A la fin de l’été 2019, Trump et Erdogan se sont mis d’accord ; la Turquie occuperait les territoires frontaliers du nord du Rojava, tandis que les USA auraient un levier pour faire pression sur les conseils d’auto-administration en les forçant à signer des traités plus juteux sur le pétrole. À la suite de ces accords entre les deux gouvernements, Trump a commencé par demander aux institutions militaires du Rojava de retirer leur ligne de défense sur cette frontière nord (tunnels, bunkers, lignes d’armes lourdes positionnées et autres obstacles), assurant en contrepartie un soutien militaire inconditionnel en cas d’invasion Turque. Une fois la ligne de défense démontée, Trump a annoncé le retrait de ses troupes. C’était le 6 octobre 2019, et la trahison était consommée. Le 9 octobre, Erdogan lançait l’opération Peace Spring et commmencait à envahir le Rojava. La bataille a été rude et a duré deux mois. En même temps, la situation politique en Syrie a changé ; la Russie a profité du vide créé par le retrait des troupes américaines pour remettre son poulain, Bachar el-Assad, dans la course géopolitique de la région. Les auto-administrations ont dû accepter le retour des troupes gouvernementales syriennes dans le Nord-Est syrien pour bloquer l’avancée turque. La Russie a déclaré qu’ils répondraient à toutes les attaques contre les soldats du régime syrien, à tel point qu’il suffisait de hisser le drapeau d’Assad sur certains check-points pour bloquer l’avancée des proxis djihadiste turques1. Cet exemple montre assez bien le jeu des Etats impérialistes ; ils se mettent d’accord pour écraser les acteurs locaux et défendre leurs intérets économiques et politiques, à n’importe quels prix.

Lors de l’opération Peace Spring, nous avont perdu le controle de Tal Abyad, Serekanye, Suluk et les villages alentours, mais nos forces ont réussi à défendre les villes de Mambij, Ayn-Issa et de Til-Temir. La résistance de nos camarades a été héroïque malgré la trahison des Etats-Unis et les intérêts russes. Depuis, la Syrie vit aux rythmes des combats sur les différentes lignes de front à Alep, Idlib, ou plus proche de nous à Manbij et à Ayn-Issa. Mais les frontières internes n’ont pas beaucoup évolué. Au-delà de la guerre, les russes ont augmenté significativement leur présence dans la région.

Et en 2020, quel était l’état des forces géopolitiques ?

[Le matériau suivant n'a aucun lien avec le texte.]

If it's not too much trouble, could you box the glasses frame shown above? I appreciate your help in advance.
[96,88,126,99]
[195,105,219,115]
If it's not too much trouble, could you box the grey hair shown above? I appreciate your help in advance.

Il s’est passé énormément de choses en 2020. La Turquie a attaqué et occupé la zone de Haftanin (montagnes kurdes de Turquie controllées par la guerilla). Leurs proxis djihadiste continuent régulièrement de tenter des offensive sur Til-Temir, Kobané, Ayn- Issa, Manbij. Plus récemment, plus de 70 attaques on eut lieu sur ces zones. De plus, Daech est réellement de retour dans le combat ; même s’ils n’ont pas encore vraiment la capacité logistique de contrôler de grands territoires (ils contrôlent cependant déjà une zone en Irak), ils continuent leurs attaques. En janvier 2021, ils ont assassiné deux femmes responsables de Kongreya Star (Mouvement des femmes). Malgré ces épisodes, la guerre est pour l’instant diffuse ; on parle de "guerre de basse intensité", très axée sur la propagande médiatique et l’influence sur l’opinion publique.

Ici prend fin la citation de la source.